His Soul fared forth (as from the deep home-grove The father Songster plies the hour-long quest) To feed his soul-brood hungering in the nest; But his warm Heart, the mother-bird above Their callow fledgling progeny still hove With tented roof of wings and fostering breast Till the Soul fed the soul-brood. Richly blest From Heaven their growth, whose food was Human Love.
Tet ah! Like desert pools that shew the stars Once in long leagues—even such the scarce-snatched hours Which deepening pain left to his lordliest powers:— Heaven lost through spider-trammelled prison-bars! Five years, from seventy saved! yet kindling skies Own them, a beacon to our centuries.
As a minor point I called Rossetti's attention to the fact that Coleridge lived to be scarcely more than sixty, and that his poetic career really extended over six good years; and hence the thirteenth line was amended to
Six years from sixty saved.
I doubted if "deepening pain" could be charged with the whole burden of Coleridge's constitutional procrastination, and to this objection Rossetti replied:
Line eleven in my first reading was "deepening sloth;" but it seemed harsh—and—damn it all! much too like the spirit of Banquo!

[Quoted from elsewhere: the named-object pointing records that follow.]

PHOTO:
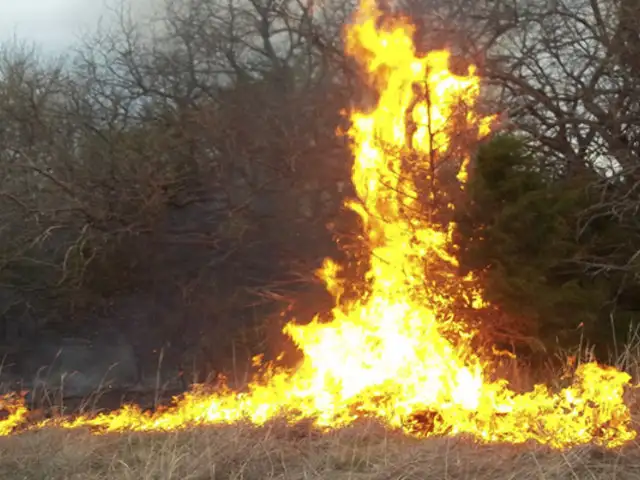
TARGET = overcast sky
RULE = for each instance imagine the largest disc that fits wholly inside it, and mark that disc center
(54, 24)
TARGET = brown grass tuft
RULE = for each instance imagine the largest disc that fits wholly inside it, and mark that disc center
(364, 451)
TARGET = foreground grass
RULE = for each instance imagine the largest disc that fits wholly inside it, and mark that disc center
(365, 451)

Before Coleridge, however, as to warmth of admiration, and before him also as to date of influence, Keats was Rossetti's favourite among modern English poets. Our friend never tired of writing or talking about Keats, and never wearied of the society of any one who could generate a fresh thought concerning him. But his was a robust and masculine admiration, having nothing in common with the effeminate extra-affectionateness that has of late been so much ridiculed. His letters now to be quoted shall speak for themselves as to the qualities in Keats whereon Rossetti's appreciation of him was founded: but I may say in general terms that it was not so much the wealth of expression in the author of Endymion which attracted the author of Rose Mary as the perfect hold of the supernatural which is seen in La Belle Dame Sans Merci and in the fragment of the Eve of St. Mark. At the time of our correspondence, I was engaged upon an essay on Keats, and a propos of this Rossetti wrote:
I shall take pleasure in reading your Keats article when ready. He was, among all his contemporaries who established their names, the one true heir of Shakspeare. Another (unestablished then, but partly revived since) was Charles Wells. Did you ever read his splendid dramatic poem Joseph and his Brethren?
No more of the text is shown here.